Women are in the vanguard. Though men across the Islamic world usually interpret Scripture and lead prayers, Syria, virtually alone in the Arab world, is seeing the resurrection of a centuries-old tradition of sheikhas, or women who are religious scholars. The growth of girls’ madrasas has outpaced those for boys, religious teachers here say.
There are no official statistics about precisely how many of the country’s 700 madrasas are for girls. But according to a survey of Islamic education in Syria published by the pan-Arab daily Al Hayat, there are about 80 such madrasas in Damascus alone, serving more than 75,000 women and girls, and about half are affiliated with the Qubaisiate (pronounced koo-BAY-see-AHT).
For many years any kind of religious piety was viewed here with skepticism. But while men suspected of Islamist activity are frequently interrogated and jailed, subjecting women to such treatment would cause a public outcry that the government cannot risk. Women have taken advantage of their relatively greater freedom to form Islamic groups, becoming a deeply rooted and potentially subversive force to spread stricter and more conservative Islamic practices in their families and communities.
Since intelligence agents still monitor private gatherings that involve discussion of Islam, groups like the Qubaisiate often meet clandestinely, sometimes with women guarding the door to deter interlopers.
The group is named for its founder, a charismatic Syrian sheikha, Munira al-Qubaisi.
A wealthy woman in her 50’s living in Damascus, who has attended Qubaisiate meetings and who asked that her name not be used because she feared punishment, provided a rough description of the activities.
A girl thought to be serious about her faith may be invited by a relative or a school friend to go to a meeting, the woman said.

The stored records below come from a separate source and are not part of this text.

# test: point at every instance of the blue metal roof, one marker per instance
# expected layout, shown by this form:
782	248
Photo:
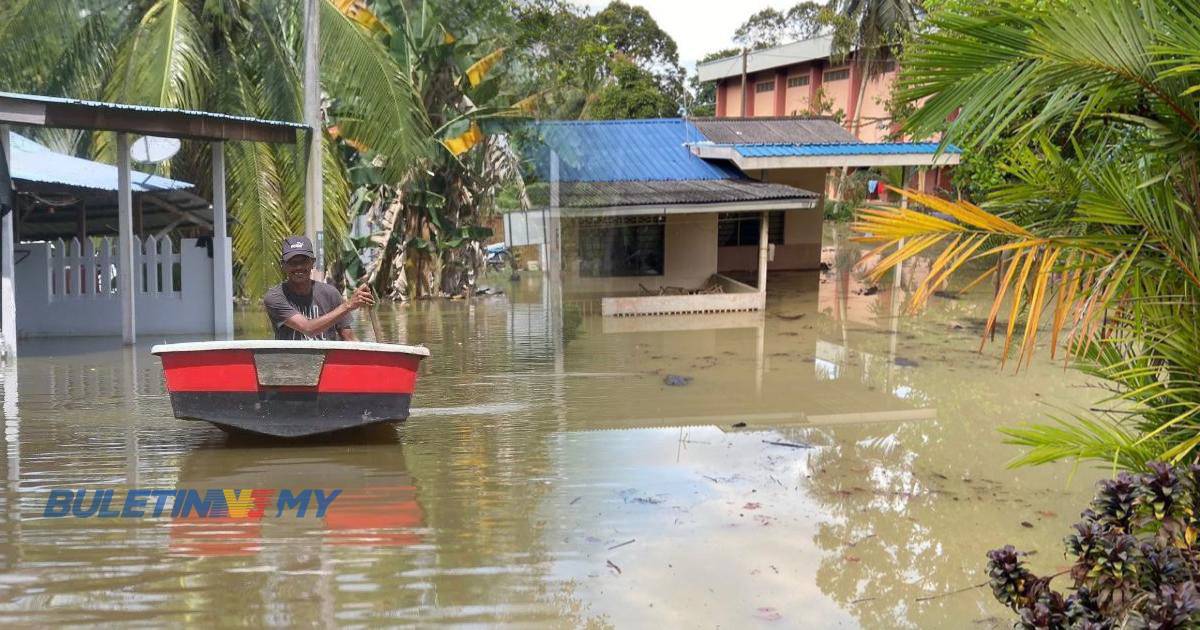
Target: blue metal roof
799	150
629	150
35	162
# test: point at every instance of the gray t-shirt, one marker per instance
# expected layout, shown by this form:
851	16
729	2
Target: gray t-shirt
281	304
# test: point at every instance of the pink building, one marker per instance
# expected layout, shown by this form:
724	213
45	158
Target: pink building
789	79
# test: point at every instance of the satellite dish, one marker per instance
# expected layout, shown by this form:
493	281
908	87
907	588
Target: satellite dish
153	149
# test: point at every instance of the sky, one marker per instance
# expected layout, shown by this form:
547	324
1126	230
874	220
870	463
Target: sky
700	27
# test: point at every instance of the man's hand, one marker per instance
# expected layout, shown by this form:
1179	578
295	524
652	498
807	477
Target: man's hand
360	298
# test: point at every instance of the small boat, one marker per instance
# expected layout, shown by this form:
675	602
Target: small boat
291	388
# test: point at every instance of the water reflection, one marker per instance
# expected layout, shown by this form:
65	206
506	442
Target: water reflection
544	438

There, a sheikha sits on a raised platform, addresses the assembled women on religious subjects and takes questions.
Qubaisiate members, the woman said, tie their head scarves so there is a puff of fabric under the chin, like a wattle. As girls and women progress in their study of Islam and gain stature within the group, the color of their scarves changes. New members wear white ones, usually with long khaki colored coats, she said. Later they graduate to wearing navy blue scarves with a navy coat. At the final stage the sheikha may grant them permission to cover themselves completely in black.
Hadeel, a Syrian woman in her early 20’s who asked to be identified only by her first name, described how her best childhood friend had become one of the Qubaisi “sisterhood” and encouraged her to follow suit.
“Rasha would call and say, ‘Today we’re going shopping,’ and that would be a secret code meaning that there was a lesson at 7:30,” Hadeel said. “I went three times, and it was amazing. They had all this expensive food, just for teenage girls, before the lesson. And they had fancy Mercedes cars to take you back home afterward.”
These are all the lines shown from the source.